December 4, 2015 / 12:51 PM / 3 years ago

Nicolas Sarkozy demande la récusation d'une juge

PARIS (Reuters) - Nicolas Sarkozy, entendu le 20 novembre dernier dans le dossier qui lui vaut d’être mis en examen pour corruption et trafic d’influence, a demandé la récusation d’une des juges en charge de l’enquête, a-t-on appris vendredi de source judiciaire.

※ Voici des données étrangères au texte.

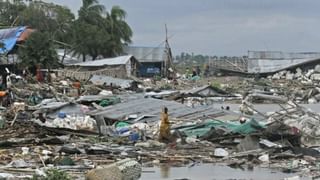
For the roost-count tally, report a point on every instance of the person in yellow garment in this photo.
(165, 134)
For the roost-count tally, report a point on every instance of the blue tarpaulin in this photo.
(9, 38)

Nicolas Sarkozy, entendu le 20 novembre dernier dans le dossier qui lui vaut d'être mis en examen pour corruption et trafic d'influence, a demandé la récusation d'une des juges en charge de l'enquête. La requête vise la juge Claire Thépaut, à laquelle Nicolas Sarkozy reproche, selon Le Monde, d'avoir implicitement critiqué sa politique. /Photo prise le 25 novembre 2015/REUTERS/Vincent Kessler

La requête, qui vise la juge Claire Thépaut, a été déposée “quelques jours” avant son audition, durant laquelle l’ex-chef de l’Etat a refusé de répondre à ses questions, a-t-on précisé, confirmant une information du Monde.

Selon le quotidien, la juge en question s’est “provisoirement retirée du dossier”, à la demande de la présidence du tribunal de Paris.

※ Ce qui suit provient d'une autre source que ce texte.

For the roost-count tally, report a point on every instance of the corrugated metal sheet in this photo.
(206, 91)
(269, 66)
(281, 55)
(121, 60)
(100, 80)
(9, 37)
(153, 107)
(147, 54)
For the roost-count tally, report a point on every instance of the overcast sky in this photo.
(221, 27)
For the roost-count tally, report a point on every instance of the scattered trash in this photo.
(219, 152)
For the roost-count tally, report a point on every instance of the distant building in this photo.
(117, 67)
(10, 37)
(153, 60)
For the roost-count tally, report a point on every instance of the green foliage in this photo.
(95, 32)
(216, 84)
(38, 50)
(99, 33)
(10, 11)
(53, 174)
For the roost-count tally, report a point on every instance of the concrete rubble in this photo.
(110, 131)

Reuters n’était pas en mesure de confirmer cette information.

D’après Le Monde, Nicolas Sarkozy reproche à Claire Thépaut, qui a appartenu au Syndicat de la magistrature, classé à gauche, d’avoir implicitement critiqué sa politique.

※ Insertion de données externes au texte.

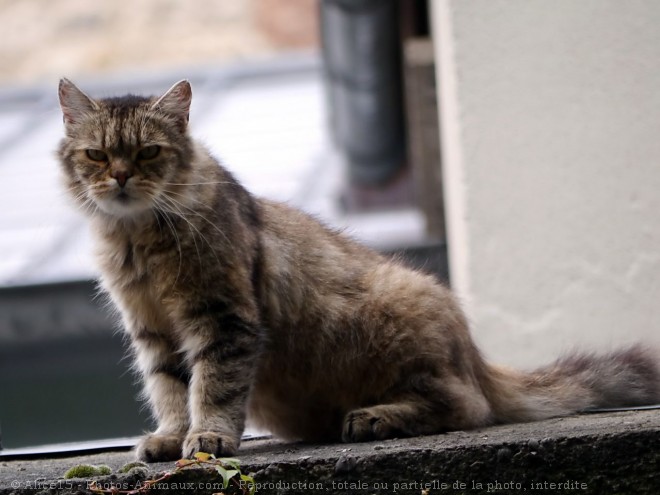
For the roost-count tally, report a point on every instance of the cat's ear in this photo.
(75, 104)
(176, 101)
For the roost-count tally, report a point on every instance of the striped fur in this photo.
(239, 306)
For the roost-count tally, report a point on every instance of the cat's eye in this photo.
(96, 155)
(148, 152)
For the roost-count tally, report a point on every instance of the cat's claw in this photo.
(210, 442)
(159, 448)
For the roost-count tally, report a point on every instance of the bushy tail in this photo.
(630, 377)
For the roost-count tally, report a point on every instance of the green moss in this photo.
(87, 470)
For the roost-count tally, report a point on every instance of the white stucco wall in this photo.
(550, 115)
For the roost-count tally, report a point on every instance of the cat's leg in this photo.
(222, 350)
(166, 387)
(442, 408)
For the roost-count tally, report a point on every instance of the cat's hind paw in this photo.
(210, 442)
(159, 448)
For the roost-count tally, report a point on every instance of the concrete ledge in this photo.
(612, 453)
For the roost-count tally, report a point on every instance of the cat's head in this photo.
(122, 156)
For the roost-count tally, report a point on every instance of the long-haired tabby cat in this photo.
(237, 306)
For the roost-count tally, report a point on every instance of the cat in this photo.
(236, 306)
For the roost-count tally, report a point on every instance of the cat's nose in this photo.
(121, 176)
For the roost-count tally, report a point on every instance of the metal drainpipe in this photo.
(362, 65)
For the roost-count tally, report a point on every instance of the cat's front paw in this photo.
(363, 425)
(159, 448)
(210, 442)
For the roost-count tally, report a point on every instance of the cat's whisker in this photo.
(175, 210)
(174, 204)
(198, 214)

Dans le cadre d’une information judiciaire ouverte le 26 février 2014 sur la base d’écoutes téléphoniques, l’ancien chef de l’État est soupçonné d’avoir cherché à faciliter la promotion à Monaco de Gilbert Azibert, alors avocat général à la Cour de cassation, en échange de renseignements sur l’avancée du dossier sur des soupçons d’abus de faiblesse aux dépens de la milliardaire Liliane Bettencourt.

Nicolas Sarkozy a bénéficié d’un non-lieu dans cette affaire.

L’enquête dite des “écoutes”, suspendue en septembre 2014 le temps d’examiner des requêtes en nullité déposées par la défense, a repris début mai après que la cour d’appel de Paris a validé la quasi-totalité de la procédure.

Un pourvoi en cassation a été formé par les avocats de la défense, qui contestent la légalité des écoutes, mais il n’est pas suspensif.